Dave Blanchard For Mh&l Blog

Things Could Go Wrong So Quickly that We Might Be Living in the Good Ol’ Days Right Now

Feb. 20, 2013
If you think capacity is tight now, it could reach critical levels by mid-summer.

So when exactly is the long-hoped-for recovery for shippers going to finally arrive? Going by the latest analysis of shipping conditions from transportation consulting firm FTR Associates, not anytime soon.

FTR’s Shippers Conditions Index for December 2012 had a reading of -4.9, which is a slight improvement from the previous month’s negative reading of -5.3, but only in the sense that banging your head against a wooden door doesn’t hurt quite as much as banging it on a steel door. According to FTR, that -4.9 score reflects tightening capacity within the freight marketplace, and it’s only going to get significantly worse by mid-year.

How much worse? FTR projects the score could reach -10.0 by the summer. When you consider that any negative score already means a tough environment for shippers, a score that drops to -10.0 indicates conditions will be near critical levels, based on available capacity and expected rates.

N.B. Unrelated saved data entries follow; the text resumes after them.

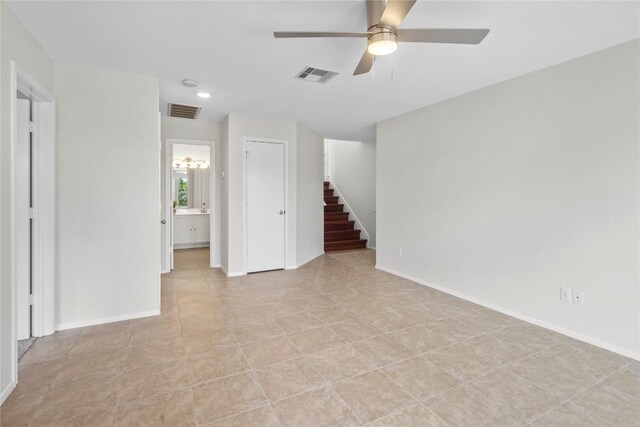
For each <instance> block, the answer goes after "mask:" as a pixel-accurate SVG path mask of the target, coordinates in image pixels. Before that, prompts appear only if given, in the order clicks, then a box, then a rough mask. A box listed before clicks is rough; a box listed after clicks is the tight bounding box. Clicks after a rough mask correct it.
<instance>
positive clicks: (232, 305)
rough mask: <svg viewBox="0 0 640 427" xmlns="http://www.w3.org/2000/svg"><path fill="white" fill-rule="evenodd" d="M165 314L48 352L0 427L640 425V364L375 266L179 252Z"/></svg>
mask: <svg viewBox="0 0 640 427" xmlns="http://www.w3.org/2000/svg"><path fill="white" fill-rule="evenodd" d="M175 258H176V269H175V271H174V272H172V273H171V274H168V275H165V276H163V278H162V306H163V310H162V315H161V316H157V317H152V318H146V319H139V320H133V321H126V322H120V323H113V324H107V325H101V326H94V327H89V328H82V329H78V330H71V331H64V332H59V333H56V334H55V335H53V336H51V337H47V338H43V339H40V340H38V341H37V342H36V343H35V344H34V346H33V347H32V348H31V349H30V350H29V351H28V352H27V354H26V355H25V356H24V358H23V359H22V361H21V362H20V368H19V369H20V370H19V373H20V380H21V381H20V384H19V385H18V387H17V388H16V390H15V391H14V393H13V394H12V395H11V396H10V397H9V398H8V400H7V401H6V403H5V404H4V405H3V406H2V408H0V420H1V424H2V426H13V425H44V424H46V425H50V426H112V425H116V426H146V425H148V426H152V425H168V426H190V425H198V426H200V425H211V426H242V427H248V426H283V427H284V426H341V425H349V426H351V425H363V424H368V425H374V426H430V425H433V426H446V425H450V426H457V425H460V426H470V425H473V426H477V425H488V426H517V425H535V426H573V425H575V426H587V425H596V426H607V425H611V426H614V425H615V426H632V425H635V426H638V425H640V363H638V362H636V361H632V360H630V359H627V358H624V357H621V356H618V355H616V354H613V353H610V352H607V351H604V350H601V349H598V348H595V347H592V346H589V345H586V344H583V343H580V342H578V341H574V340H571V339H569V338H566V337H564V336H561V335H558V334H555V333H553V332H549V331H546V330H544V329H541V328H538V327H535V326H533V325H530V324H527V323H524V322H521V321H518V320H516V319H513V318H510V317H507V316H504V315H501V314H499V313H496V312H493V311H490V310H487V309H484V308H482V307H480V306H477V305H474V304H471V303H468V302H466V301H463V300H460V299H457V298H453V297H451V296H448V295H446V294H444V293H441V292H439V291H436V290H433V289H430V288H427V287H423V286H420V285H417V284H415V283H412V282H410V281H407V280H404V279H401V278H398V277H394V276H391V275H389V274H386V273H383V272H380V271H377V270H375V269H374V268H373V265H374V253H373V252H371V251H354V252H342V253H332V254H328V255H325V256H322V257H320V258H318V259H316V260H314V261H312V262H311V263H310V264H308V265H306V266H304V267H303V268H301V269H299V270H297V271H286V272H284V271H280V272H270V273H262V274H253V275H249V276H245V277H238V278H231V279H227V278H225V277H224V275H223V274H222V273H221V272H220V271H218V270H211V269H209V268H207V260H208V250H184V251H179V252H178V253H176V257H175Z"/></svg>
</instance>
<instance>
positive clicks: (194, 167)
mask: <svg viewBox="0 0 640 427" xmlns="http://www.w3.org/2000/svg"><path fill="white" fill-rule="evenodd" d="M164 151H165V164H164V168H163V169H164V172H163V175H164V176H163V184H164V196H163V218H165V219H164V220H163V221H164V223H163V225H164V227H165V229H164V230H163V231H164V232H163V240H164V242H163V248H164V251H165V253H164V256H163V257H162V258H163V259H162V263H163V265H162V269H161V271H162V272H169V271H171V270H173V268H174V260H175V255H176V251H184V250H188V249H194V248H201V249H202V250H200V251H198V253H200V254H201V253H202V252H203V251H204V250H206V248H208V249H209V251H208V252H209V253H208V256H209V265H210V266H213V259H214V254H213V252H214V251H216V250H218V248H216V247H215V245H214V241H215V240H214V218H213V217H214V214H213V212H214V210H213V209H212V208H213V204H214V188H215V176H214V168H213V167H212V165H214V145H213V142H212V141H201V140H177V139H167V140H166V141H165V146H164ZM185 253H187V252H185Z"/></svg>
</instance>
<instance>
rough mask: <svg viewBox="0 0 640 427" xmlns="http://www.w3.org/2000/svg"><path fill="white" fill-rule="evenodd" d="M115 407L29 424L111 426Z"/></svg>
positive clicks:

So if you think things are rough now, by mid-summer, you could be looking back to February 2013 as “the good ol’ days.”

“Despite recent problems emanating from issues at the federal level, most indicators point to continued modest growth in both the economy and freight markets, says Jonathan Starks, FTR’s director of transportation analysis. The biggest transport issue that arose at the end of 2012, he says, was the reduction in inventories.

Meanwhile, according to Starks, “Shipping managers will be quickly turning their attention to the looming Hours-of-Service (HOS) changes that are scheduled for July 1, 2013. Those rules will have a varied impact on shippers depending on how their operations are currently set up. Many will take a substantial hit to the productivity of their trucking operations, some as great as a 10% hit. The need for additional equipment and drivers will create additional pressure for truck rates to move higher later in the year.”